Quantitative genetics studies how traits influenced by multiple genes and environmental factors evolve within a population. To understand how a population changes over generations, scientists quantify the forces driving this change. The selection differential is a fundamental measure used in evolutionary biology and selective breeding programs to gauge the immediate impact of selection on a given trait. It provides a direct, measurable value for the strength of selection applied to a population.
Defining the Selection Differential
The selection differential, symbolized as \(S\), measures the difference between the mean trait value of the individuals chosen to breed and the mean trait value of the entire population from which they were selected. \(S\) quantifies the phenotypic advantage held by the selected parents compared to the average individual in the original group. For example, if a plant population averages 50 centimeters in height, and only plants averaging 65 centimeters are chosen to reproduce, the selection differential is the difference between these two means. This measure isolates the immediate impact of the selection process, whether driven by humans in a breeding program or by nature through differential survival.
The value of \(S\) represents how much the selected group deviates from the population average for a specific trait. A larger absolute value for the selection differential signifies a stronger intensity of selection. This measure is typically applied to the trait upon which selection is intentionally practiced.

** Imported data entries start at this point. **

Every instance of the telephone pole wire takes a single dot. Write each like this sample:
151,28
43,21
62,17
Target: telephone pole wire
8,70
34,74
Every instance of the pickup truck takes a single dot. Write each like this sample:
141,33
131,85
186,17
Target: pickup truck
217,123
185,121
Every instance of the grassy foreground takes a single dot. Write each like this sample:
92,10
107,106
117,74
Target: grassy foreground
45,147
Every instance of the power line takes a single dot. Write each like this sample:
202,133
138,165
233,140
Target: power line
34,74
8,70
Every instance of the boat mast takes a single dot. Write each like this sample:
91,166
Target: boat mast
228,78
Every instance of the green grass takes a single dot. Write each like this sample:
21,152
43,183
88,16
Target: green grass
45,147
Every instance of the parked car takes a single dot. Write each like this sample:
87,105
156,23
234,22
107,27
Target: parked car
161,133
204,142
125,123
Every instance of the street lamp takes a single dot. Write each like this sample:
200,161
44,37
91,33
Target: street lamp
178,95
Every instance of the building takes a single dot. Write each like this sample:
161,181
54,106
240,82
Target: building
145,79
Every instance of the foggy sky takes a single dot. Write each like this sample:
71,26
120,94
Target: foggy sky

The Mechanics of Calculation
Calculating the selection differential (\(S\)) requires determining two average trait values from the population under study. The fundamental formula is \(S = \mu_s – \mu_p\), where \(\mu_s\) is the mean trait value of the selected parents and \(\mu_p\) is the mean trait value of the entire initial population.

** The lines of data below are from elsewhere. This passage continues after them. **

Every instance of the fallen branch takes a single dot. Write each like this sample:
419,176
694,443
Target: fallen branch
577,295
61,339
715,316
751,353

The first step involves measuring the trait for every individual to establish the overall population mean (\(\mu_p\)). This average serves as the baseline measurement against which the selected individuals will be compared. The second step is to identify and measure the mean trait value of the subset chosen to reproduce, establishing the selected mean (\(\mu_s\)).

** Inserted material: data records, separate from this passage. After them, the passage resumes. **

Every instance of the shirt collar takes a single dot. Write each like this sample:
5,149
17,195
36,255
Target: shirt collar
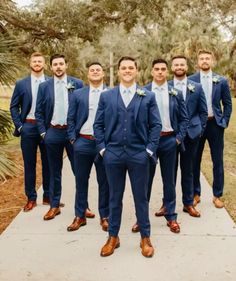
63,80
164,86
132,88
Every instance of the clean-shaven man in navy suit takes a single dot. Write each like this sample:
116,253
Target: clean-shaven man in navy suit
127,130
23,115
81,114
197,112
51,114
174,119
219,105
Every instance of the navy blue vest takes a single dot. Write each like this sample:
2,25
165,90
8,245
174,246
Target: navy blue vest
124,137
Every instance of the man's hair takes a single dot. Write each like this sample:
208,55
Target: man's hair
179,57
127,58
94,63
159,61
57,56
36,54
204,51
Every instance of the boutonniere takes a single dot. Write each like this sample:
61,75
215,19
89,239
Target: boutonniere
70,86
141,92
173,92
191,88
216,79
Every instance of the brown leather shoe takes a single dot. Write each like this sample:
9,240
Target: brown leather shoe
110,246
135,228
161,212
147,248
104,224
174,226
52,213
76,224
196,200
89,214
218,202
192,211
46,201
29,206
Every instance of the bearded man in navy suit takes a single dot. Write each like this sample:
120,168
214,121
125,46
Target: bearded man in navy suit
23,115
51,114
197,112
219,106
174,119
127,129
81,114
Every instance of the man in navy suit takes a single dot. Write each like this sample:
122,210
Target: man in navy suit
219,107
174,124
23,115
51,114
81,114
127,129
197,112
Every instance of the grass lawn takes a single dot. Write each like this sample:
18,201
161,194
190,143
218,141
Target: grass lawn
229,165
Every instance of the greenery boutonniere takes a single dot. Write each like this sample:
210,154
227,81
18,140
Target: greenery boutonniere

\(S\) is calculated by subtracting \(\mu_p\) from \(\mu_s\). A positive value for \(S\) indicates selection favored individuals with a higher trait value, suggesting directional selection toward larger phenotypes. Conversely, a negative selection differential signifies that the chosen individuals had a trait value lower than the population average, representing selection for a smaller phenotype.
Connecting Selection Differential to Evolutionary Change
While \(S\) quantifies the strength of selection, it does not predict the evolutionary change in the next generation alone. For that prediction, \(S\) must be incorporated into the Breeder’s Equation: \(R = h^2S\). Here, \(R\) represents the Response to Selection—the actual change in the mean trait value observed in the offspring generation. The equation shows that the predicted evolutionary change is a product of the selection differential (\(S\)) and the heritability of the trait (\(h^2\)).
Heritability (\(h^2\)) describes the proportion of trait variation attributable to genetic differences. Heritability estimates range from zero to one. A value near one suggests variability is mostly due to genetics, while a value near zero suggests environmental factors are the primary cause. A large selection differential (\(S\)) will only result in a significant evolutionary response (\(R\)) if the trait has a sufficiently high heritability (\(h^2\)). If superior trait value is due to environmental factors rather than genetics, offspring will regress toward the original population mean, resulting in a small \(R\) despite a large \(S\).
A Worked Numerical Example
Researchers attempt to increase the average body weight in a population of laboratory mice. The initial population of 100 mice has an average body weight (\(\mu_p\)) of 30 grams. The heaviest 10 mice are selected as parents, and their average body weight (\(\mu_s\)) is 40 grams.
To calculate \(S\), the population mean is subtracted from the selected mean: \(S = 40 \text{ grams} – 30 \text{ grams} = 10 \text{ grams}\). This positive value of 10 grams indicates the strength and direction of the selection pressure applied to the trait. The heritability (\(h^2\)) of body weight in this mouse strain is 0.40, meaning 40% of the phenotypic variation is attributable to genetic factors.
The predicted evolutionary change (\(R\)) is calculated using the Breeder’s Equation: \(R = h^2S\). Substituting the values yields \(R = 0.40 \times 10 \text{ grams} = 4 \text{ grams}\). This predicts the next generation’s mean body weight will be 4 grams heavier than the original 30 grams, resulting in a new expected average of 34 grams.